The two books and other film really made me realise how quickly noir vanished after the Second World War. The Spillane novels have a lot in common with earlier books by Hammett and Chandler, yet are much more violent and brutal (and the prose style is far less elegant). I was annoyed at how predictable the stories were, but then they're not whodunnits, they're revenge stories. The point is not for Mike Hammer to discover who killed his friends, it's to find them and kill them.

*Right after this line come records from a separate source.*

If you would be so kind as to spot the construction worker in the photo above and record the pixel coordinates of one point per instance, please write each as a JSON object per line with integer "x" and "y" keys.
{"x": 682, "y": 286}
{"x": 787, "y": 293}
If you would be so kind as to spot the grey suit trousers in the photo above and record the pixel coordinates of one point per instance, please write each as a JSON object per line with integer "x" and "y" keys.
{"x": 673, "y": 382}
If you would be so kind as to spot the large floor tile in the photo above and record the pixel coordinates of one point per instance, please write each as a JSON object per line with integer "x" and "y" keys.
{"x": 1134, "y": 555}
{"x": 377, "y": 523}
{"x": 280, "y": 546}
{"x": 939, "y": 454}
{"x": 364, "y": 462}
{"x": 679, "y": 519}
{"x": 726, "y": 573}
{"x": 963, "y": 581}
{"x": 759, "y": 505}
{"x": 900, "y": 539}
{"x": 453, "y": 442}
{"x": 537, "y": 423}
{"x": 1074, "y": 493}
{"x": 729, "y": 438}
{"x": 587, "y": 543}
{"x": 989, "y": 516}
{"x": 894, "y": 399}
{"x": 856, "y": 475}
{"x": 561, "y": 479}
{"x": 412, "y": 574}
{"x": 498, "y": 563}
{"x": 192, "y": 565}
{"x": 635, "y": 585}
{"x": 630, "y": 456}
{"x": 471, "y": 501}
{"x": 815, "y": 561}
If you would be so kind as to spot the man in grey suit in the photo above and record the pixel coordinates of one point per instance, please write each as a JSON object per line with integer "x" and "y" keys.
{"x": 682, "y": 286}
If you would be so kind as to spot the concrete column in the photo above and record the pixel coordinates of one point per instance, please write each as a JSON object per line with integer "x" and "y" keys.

The Fast and the Furious was an odd film. My expectations dropped as soon as I realised it was a Roger Corman film. It's a horrible mishmash of things; female racing driver Connie (in an amazing white Jaguar which is the best thing in the film) gets kidnapped from a diner by a man, Frank Webster, who's wanted for murder; he decides to enter a road race to Mexico to avoid the authorities. His character is written half the time as a complete thug, half as someone who's been set up and is honest and misunderstood. Far too much of the film is taken up with Connie and Frank getting to the race, then there's some flannel with an old boyfriend of Connie's, and in the end there's not nearly enough racing. What is clear is that the bad man of noir has, by this point in time, morphed into the juvenile delinquent.

I've been enjoying all this reading and watching, but on the whole I think I like my crime films to be noir and my crime fiction more complex, and less vicious.